After the premiere of Pulcinella, a
legendary costume party was thrown for the beau monde by the
affable and extravagant young prince Firouz of Persia, then a
favorite of Parisian society. (He died not long afterward, probably
at the hand of an assassin.) The relay of partygoers’ cars was
directed out of Paris by men flashing electric torches at
crossroads toward a bogus castle rented by an ex-convict friend of
Cocteau’s. (The ex-convict’s business was illicit nightclubs, and
he regularly had to escape capture by the police.)
On this occasion, “vast quantities of champagne
were drunk.
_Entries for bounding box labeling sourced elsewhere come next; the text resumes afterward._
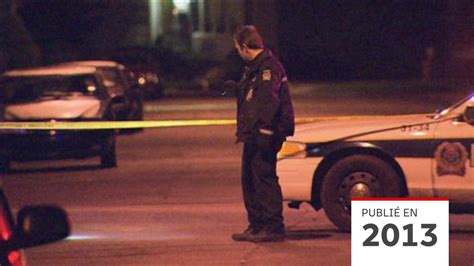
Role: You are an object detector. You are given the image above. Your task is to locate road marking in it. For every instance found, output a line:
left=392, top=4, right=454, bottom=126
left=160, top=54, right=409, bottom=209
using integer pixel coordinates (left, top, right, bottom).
left=0, top=115, right=430, bottom=130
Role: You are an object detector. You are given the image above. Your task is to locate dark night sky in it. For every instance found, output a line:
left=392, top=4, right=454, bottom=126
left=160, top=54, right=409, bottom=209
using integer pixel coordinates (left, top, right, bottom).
left=280, top=1, right=447, bottom=79
left=12, top=0, right=467, bottom=80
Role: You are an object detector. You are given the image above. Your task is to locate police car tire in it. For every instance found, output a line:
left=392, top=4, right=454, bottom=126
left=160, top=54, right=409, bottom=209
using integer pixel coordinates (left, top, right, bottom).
left=321, top=155, right=402, bottom=232
left=100, top=137, right=117, bottom=168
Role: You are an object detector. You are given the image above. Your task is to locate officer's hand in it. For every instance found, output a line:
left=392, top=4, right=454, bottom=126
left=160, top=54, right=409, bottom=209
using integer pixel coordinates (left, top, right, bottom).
left=222, top=80, right=239, bottom=95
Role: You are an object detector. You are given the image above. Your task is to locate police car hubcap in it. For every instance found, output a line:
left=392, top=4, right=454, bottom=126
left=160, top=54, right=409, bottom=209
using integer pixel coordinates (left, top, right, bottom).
left=337, top=172, right=379, bottom=213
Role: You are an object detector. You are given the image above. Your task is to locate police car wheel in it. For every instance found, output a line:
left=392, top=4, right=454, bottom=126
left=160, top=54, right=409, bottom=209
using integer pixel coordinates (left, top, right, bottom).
left=321, top=155, right=402, bottom=231
left=100, top=137, right=117, bottom=168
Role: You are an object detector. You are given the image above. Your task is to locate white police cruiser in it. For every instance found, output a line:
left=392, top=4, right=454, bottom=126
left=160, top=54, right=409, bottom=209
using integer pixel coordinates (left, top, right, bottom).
left=0, top=65, right=125, bottom=171
left=277, top=92, right=474, bottom=231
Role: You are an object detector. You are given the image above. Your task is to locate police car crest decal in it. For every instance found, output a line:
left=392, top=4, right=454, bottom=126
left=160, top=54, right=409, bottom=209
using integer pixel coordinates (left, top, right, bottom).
left=435, top=142, right=468, bottom=176
left=262, top=69, right=272, bottom=81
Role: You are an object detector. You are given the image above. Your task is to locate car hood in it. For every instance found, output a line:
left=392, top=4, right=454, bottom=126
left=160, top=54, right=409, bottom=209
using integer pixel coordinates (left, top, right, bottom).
left=288, top=114, right=437, bottom=143
left=5, top=96, right=100, bottom=120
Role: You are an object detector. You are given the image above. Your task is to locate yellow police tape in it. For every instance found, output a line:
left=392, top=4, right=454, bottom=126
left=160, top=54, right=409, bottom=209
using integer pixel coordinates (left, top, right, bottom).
left=0, top=115, right=426, bottom=130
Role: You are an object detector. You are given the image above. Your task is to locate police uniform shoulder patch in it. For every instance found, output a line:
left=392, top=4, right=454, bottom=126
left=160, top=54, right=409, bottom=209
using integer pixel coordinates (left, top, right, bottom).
left=262, top=69, right=272, bottom=81
left=435, top=142, right=468, bottom=176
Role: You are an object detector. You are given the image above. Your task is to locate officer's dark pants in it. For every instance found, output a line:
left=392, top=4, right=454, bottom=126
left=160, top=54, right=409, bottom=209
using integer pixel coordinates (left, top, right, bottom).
left=242, top=137, right=284, bottom=232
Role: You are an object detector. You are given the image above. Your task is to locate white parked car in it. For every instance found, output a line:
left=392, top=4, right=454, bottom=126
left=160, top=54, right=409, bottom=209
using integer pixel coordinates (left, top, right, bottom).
left=277, top=92, right=474, bottom=231
left=0, top=66, right=124, bottom=171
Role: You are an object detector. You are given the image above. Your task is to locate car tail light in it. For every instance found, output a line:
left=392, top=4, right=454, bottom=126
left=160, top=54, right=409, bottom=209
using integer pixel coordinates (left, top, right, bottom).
left=0, top=200, right=23, bottom=266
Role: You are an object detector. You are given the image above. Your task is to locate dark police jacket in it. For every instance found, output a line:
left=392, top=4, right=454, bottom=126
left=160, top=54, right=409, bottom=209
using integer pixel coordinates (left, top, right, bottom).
left=236, top=48, right=295, bottom=142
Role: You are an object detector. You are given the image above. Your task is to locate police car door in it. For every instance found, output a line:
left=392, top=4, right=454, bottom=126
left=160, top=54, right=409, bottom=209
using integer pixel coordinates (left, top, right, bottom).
left=432, top=94, right=474, bottom=204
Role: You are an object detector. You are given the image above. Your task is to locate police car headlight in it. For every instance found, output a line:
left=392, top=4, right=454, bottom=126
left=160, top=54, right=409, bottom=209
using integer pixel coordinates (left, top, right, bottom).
left=278, top=141, right=307, bottom=159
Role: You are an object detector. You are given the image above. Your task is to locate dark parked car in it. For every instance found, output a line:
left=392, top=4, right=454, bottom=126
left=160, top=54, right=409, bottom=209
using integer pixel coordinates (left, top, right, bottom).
left=63, top=60, right=144, bottom=120
left=0, top=182, right=70, bottom=266
left=0, top=66, right=124, bottom=171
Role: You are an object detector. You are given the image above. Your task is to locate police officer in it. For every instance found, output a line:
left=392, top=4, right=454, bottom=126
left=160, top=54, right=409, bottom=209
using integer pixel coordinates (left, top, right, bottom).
left=232, top=26, right=294, bottom=242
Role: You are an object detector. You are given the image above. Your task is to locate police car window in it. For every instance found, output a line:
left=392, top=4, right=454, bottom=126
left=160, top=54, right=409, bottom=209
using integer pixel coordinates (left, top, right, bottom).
left=98, top=68, right=120, bottom=87
left=433, top=93, right=474, bottom=119
left=0, top=76, right=97, bottom=104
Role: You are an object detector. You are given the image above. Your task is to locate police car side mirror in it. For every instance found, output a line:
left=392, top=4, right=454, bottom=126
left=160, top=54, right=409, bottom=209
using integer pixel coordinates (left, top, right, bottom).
left=463, top=106, right=474, bottom=125
left=7, top=205, right=71, bottom=251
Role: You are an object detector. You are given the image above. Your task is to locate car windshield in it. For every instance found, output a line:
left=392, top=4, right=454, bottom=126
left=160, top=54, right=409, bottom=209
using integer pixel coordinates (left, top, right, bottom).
left=0, top=75, right=98, bottom=104
left=433, top=92, right=474, bottom=119
left=97, top=67, right=127, bottom=87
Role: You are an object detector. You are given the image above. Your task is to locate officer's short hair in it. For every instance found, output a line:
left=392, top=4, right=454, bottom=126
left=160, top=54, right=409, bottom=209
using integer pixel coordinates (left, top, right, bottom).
left=234, top=25, right=264, bottom=49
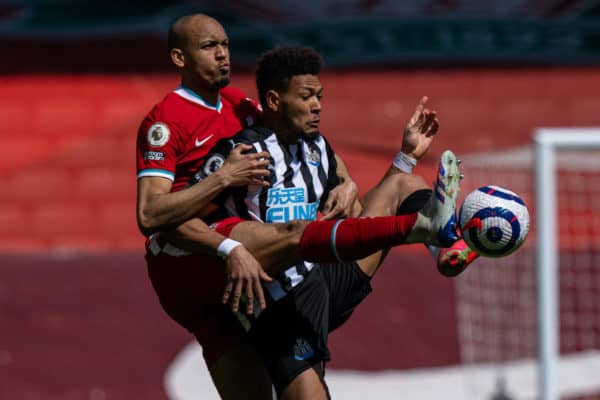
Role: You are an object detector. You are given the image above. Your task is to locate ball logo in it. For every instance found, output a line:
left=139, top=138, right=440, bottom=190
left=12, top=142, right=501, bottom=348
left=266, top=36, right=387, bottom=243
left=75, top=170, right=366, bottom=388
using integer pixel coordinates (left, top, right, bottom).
left=148, top=122, right=171, bottom=147
left=460, top=186, right=529, bottom=257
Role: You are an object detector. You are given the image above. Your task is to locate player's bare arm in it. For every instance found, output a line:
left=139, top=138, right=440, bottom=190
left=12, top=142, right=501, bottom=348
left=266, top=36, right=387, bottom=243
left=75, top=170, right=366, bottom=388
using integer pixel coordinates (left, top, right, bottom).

Stravinsky got tight, he went up to the bedrooms and,
collecting all the feather pillows, counterpanes and bolsters,
hurled them over the banisters into the great hall.”19 The ensuing pillow fight was so
enthusiastic that the party went on until three the next morning.
It was at this party that Gabrielle met Stravinsky once again.
Afterward, he left for the provinces.
Still in festive spirit, Misia’s and Picasso’s
friend the “fiendish social tyrant” Count Etienne de Beaumont gave
one of his magnificent entertainments, a regular highlight of the
Parisian spring calendar. From early May to the end of June, this
included a series of events that took place across the city as the
beau monde disported itself before its peers, all aching to outdo
one another in the outlandishness of their costumes and their
behavior.
Etienne de Beaumont and his wife, Edith, were then
at the apex of the Parisian elite. After the war, the young couple
had quickly become two of the city’s most significant hosts, and
events at their spectacular hôtel particulier, at the heart
of the fashionable seventh arrondissement, were noted for their
edgy flavor of modernity. Vogue cooed, talking of “dinners
and balls without ceasing,” and did its part to keep the Beaumonts
in the forefront of everyone’s minds. Their friendships and
patronage of artists of all kinds, including Picasso, Braque,
Satie, Cocteau and Massine, and their reputation for daring and
exhibitionism, were heralded at an evening in 1918 at which
American jazz was played by black performers, arguably for the
first time in France.20
The height of each year’s entertainment was the
Beaumonts’ spring costume ball, a melding of seventeenth-century
court masques and the most radical avant-garde . These spectaculars
always had a theme, and the one for 1919 was that guests “leave
exposed that part of one’s body one finds the most
interesting.”21 No matter how incredible the
guests’ costumes, Beaumont always strove to upstage them, with one
extraordinarily androgynous outfit after another, and always
designed by him. Etienne de Beaumont liked men; his wife, Edith,
liked women. They also had a great fondness for each other.
Gabrielle was asked by Beaumont to help design some
of the costumes for his 1919 spring ball. Beaumont loved nothing
better than accentuating his power through manipulating his
friends, and typically kept them in suspense about their
invitations. He made a point of leaving off two or three who
expected one, and anyone “in trade.” When Misia discovered, to her
embarrassment, that her friend Gabrielle Chanel had not been
invited, she protested by refusing to take up her own invitation.
Instead, on the night of the ball, she collected Gabrielle “with
Sert and Picasso as our escorts . . . and mingled with the
chauffeurs crowded in front of the house, to watch the costumed
guests make their entrance.” They must have made an odd quartet:
Picasso, known to several of the guests; Misia and Sert, well-known
to most of them; and then Gabrielle, unknown to a great many but
recognizable as an immensely stylish woman.
Misia said they had an uproarious time sending up
the guests. No matter how up-to-date the upper class’s attitudes to
the arts, to bohemia, they still appeared mired in the suffocating
and ancient habits of social superiority. Indeed, Etienne de
Beaumont had no qualms about using Gabrielle’s skills while
rejecting her as a guest. It wouldn’t be long, however, before he
and his wife comprehended Gabrielle’s growing significance and were
then all too keen to include her in their suave set.
It is commonly said that once Gabrielle gained
power, she made it her business to subject the haut monde to the
same condescension she had suffered at their hands. But Gabrielle
was a more complex and ambivalent creature than that.